Budgeting for Disaster: Taxing History

Is it really too soon to modify our tax code?

In the discussions of taxes at the State House, one line you hear a lot this year is that our state’s new income tax code is new and we should give it time to see how it works out.  

That’s what House Speaker Gordon Fox has said, and I’m hearing that it’s the line of the day on Smith Hill, available from any of the House or Senate leadership.



This is, of course, a silly point to make.  The tax changes made last year basically just baked in the low taxes on rich people offered by the “flat tax” alternative.  

It used to be that a rich person could choose whether to pay tax under the tax code everyone else uses or using the flat tax limit, and now the flat tax limit is part of the code everyone else uses.  

This part may be new, but the overall “strategy” at issue — lower taxes on rich people, expect economy to get better — has been the order of the day in Rhode Island for a long time.  To illustrate what’s really been going on in Rhode Island tax policy, I put together the following graph.


The blue line is the effective RI income tax rate on a fairly typical taxpayer in the top 1% over the last 16 years, with the various cuts that taxpayer has received indicated.  These cuts don’t count tax credits like the film production or historic structures credits, which are typically only available to high-income individuals and which make the effective rate even lower.  

The black line indicates the effective tax rate on the median taxpayer (the 50th percentile).  You can see a slight decline in the 1997-2002 period, but the other changes didn’t do much of anything for them.

The unemployment rate, of course, has nothing to do with the tax rate, except as a rhetorical club used to beat people about the head and neck.  There is no evidence that it has any causal relationship with the state tax rate (in either direction), but the relationship between taxes and “job creators” is commonly invoked to persuade lawmakers to support lower taxes.   

I’ve included the unemployment rate on the graph as a service, so you can see how little is has to do with the movement of taxes.

One more thing you should know about this graph.  There is some evidence available that the 2012 tax changes raised taxes substantially on the middle percentiles of taxpayers.  Unfortunately, it’s premature to say more than that, since the data won’t be available until later this year, at the earliest.

The House Finance Committee held a hearing on several bills designed to raise taxes on the top 1% Tuesday afternoon at 4:30pm in State House room 35.  

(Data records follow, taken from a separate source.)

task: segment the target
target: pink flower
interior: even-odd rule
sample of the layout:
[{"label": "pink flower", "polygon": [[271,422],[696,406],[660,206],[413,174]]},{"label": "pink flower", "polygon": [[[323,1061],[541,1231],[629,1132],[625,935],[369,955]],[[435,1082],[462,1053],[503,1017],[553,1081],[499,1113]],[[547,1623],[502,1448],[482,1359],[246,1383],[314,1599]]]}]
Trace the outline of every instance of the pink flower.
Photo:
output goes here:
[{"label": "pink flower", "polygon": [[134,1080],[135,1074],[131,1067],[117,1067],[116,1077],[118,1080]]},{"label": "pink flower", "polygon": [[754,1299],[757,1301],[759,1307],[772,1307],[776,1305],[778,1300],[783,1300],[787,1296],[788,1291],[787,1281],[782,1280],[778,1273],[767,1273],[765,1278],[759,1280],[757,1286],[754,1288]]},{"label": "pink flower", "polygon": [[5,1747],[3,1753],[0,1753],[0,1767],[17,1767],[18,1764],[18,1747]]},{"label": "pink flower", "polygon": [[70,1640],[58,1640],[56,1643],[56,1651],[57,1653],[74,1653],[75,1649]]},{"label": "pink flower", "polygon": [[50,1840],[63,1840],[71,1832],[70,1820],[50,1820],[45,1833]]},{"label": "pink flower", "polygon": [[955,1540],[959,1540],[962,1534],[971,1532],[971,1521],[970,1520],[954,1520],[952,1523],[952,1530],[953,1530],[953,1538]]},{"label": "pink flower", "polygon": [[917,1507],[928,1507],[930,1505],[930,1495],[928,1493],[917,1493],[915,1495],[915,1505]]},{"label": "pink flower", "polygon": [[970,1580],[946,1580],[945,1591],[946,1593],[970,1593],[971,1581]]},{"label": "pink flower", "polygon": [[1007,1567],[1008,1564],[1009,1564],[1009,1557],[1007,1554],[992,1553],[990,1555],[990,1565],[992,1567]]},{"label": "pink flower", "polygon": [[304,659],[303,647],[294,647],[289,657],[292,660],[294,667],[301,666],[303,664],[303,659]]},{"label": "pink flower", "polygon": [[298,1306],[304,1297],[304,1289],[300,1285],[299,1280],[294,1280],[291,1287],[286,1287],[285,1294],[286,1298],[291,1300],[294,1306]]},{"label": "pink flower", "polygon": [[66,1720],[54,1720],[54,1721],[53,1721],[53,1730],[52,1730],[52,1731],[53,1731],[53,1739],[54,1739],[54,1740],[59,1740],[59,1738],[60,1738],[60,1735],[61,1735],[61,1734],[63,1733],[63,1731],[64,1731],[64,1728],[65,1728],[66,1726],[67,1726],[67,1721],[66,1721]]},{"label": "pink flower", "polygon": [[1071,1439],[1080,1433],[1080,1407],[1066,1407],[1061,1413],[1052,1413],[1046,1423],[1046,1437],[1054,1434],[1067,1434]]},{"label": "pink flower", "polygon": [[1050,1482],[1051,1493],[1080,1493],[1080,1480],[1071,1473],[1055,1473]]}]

Rep. Maria Cimini (D-Providence) is the prime sponsor (with 36 co-sponsors) of a bill to raise the taxes on people earning more than $250,000 per year by four percentage points, with that top rate coming down as the unemployment rate also goes down.  

Think of it as a “pay for performance” clause for rich people.  There are also bills by Rep. Larry Valencia (D-Charlestown, Exeter, Richmond) and Scott Guthrie (D-Coventry) that will have more or less the same effect, though the income limits and tax changes are slightly different (neither of those bills have the unemployment clause).